Arithmetic Processors: Then and Now
In the beginning there was the microprocessor. A collection of logic that centered around an ALU (Arithmetic and Logic Unit) and a series of registers. It was capable of doing most tasks just fine. Simple math, and boolean logic were the key to most programming needs. As the life of the processor and its extension, the microcontroller, progressed the computing needs became larger. Programmers wanted to be able to manipulate larger numbers, and floating point ones at that. Add and Subtract were no longer sufficient, division, multiplication and a host of other mathematical functions were needed. In the 1970’s transistor counts were in the thousands, frequency in the MHz and line widths were measured in microns.

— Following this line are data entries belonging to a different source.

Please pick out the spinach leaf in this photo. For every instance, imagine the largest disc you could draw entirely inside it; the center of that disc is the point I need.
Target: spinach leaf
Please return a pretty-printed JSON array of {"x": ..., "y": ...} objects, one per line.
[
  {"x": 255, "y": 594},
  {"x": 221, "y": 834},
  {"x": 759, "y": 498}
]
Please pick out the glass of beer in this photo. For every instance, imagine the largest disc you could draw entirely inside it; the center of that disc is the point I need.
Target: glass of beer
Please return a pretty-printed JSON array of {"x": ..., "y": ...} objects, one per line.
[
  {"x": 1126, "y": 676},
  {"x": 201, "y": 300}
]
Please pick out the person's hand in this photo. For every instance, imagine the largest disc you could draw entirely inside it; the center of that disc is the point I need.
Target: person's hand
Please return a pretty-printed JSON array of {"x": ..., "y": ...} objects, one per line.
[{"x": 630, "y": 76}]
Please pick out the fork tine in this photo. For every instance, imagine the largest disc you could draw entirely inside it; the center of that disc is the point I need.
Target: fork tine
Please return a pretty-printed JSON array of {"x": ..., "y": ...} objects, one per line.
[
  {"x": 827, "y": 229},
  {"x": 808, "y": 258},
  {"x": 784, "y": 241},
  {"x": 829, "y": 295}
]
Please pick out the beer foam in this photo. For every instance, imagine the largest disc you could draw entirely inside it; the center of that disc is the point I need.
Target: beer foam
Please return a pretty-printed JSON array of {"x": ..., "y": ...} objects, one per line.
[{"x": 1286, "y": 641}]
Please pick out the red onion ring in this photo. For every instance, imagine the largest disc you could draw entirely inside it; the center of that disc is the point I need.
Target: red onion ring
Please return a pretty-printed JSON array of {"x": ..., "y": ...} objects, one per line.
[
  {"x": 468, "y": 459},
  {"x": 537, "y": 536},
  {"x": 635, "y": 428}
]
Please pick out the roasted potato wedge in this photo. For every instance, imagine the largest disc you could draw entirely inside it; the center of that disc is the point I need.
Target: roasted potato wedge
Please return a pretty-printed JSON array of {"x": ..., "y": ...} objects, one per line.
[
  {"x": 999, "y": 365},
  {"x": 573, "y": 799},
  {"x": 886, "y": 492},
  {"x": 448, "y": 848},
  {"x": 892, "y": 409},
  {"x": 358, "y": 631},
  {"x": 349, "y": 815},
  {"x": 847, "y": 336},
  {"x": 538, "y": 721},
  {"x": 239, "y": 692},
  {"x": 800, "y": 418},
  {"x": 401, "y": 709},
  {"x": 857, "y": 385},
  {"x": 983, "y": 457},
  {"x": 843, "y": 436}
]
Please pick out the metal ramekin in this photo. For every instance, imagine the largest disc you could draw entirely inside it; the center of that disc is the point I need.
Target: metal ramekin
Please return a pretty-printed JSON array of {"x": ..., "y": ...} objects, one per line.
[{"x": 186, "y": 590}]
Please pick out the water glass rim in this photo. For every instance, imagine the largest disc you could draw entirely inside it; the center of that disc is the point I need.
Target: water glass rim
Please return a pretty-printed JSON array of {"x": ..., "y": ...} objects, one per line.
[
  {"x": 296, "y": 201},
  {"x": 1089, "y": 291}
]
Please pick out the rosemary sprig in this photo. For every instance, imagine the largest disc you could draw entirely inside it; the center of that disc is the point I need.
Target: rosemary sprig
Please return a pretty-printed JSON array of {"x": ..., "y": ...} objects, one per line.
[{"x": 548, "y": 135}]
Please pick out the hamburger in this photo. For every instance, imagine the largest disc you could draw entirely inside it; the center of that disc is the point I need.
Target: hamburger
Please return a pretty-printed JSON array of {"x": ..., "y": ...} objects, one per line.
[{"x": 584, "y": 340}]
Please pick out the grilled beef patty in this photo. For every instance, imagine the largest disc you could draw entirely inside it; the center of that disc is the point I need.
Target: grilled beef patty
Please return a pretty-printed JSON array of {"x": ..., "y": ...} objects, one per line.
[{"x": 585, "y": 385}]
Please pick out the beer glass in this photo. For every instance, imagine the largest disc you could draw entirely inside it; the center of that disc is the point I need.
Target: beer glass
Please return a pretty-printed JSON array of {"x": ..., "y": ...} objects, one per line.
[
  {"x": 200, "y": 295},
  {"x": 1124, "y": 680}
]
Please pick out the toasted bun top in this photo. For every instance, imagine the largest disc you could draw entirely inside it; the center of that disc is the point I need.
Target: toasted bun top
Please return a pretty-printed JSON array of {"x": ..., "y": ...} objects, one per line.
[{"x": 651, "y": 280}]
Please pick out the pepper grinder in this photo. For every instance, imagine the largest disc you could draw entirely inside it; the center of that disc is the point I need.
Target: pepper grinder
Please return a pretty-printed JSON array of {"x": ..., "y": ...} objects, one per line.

It was not feasible to build these math functions, in hardware, on the same chip (or rather die) as the processor.
Several companies worked to solve this. Perhaps the most successful, and famous, was AMD. AMD in 1977 introduced the AM9511 Arithmetic Processing Unit. It is best described as a scientific calculator on a chip. It could handle 32 bit double precision math (via 16 bit stack/registers) and supported not just the basic ADD, SUB, MUL and DIV, but SIN, COS, TAN, ASIN, ACOS, ATAN, LOG, LN, EXP, and PWR. 14 floating point instructions, in hardware, on a single chip. It ran at up to 3MHz (4MHz in the ‘A’ version) and could interface with pretty much any microprocessor or microcontroller, providing much needed processing power. It was designed as a peripheral, so that the main processor could assign it a task, and then go on about its program while the AM9511 crunched the math. The AM9511 would then notify the host processor via interrupt that it was finished the the data/status was ready to be read.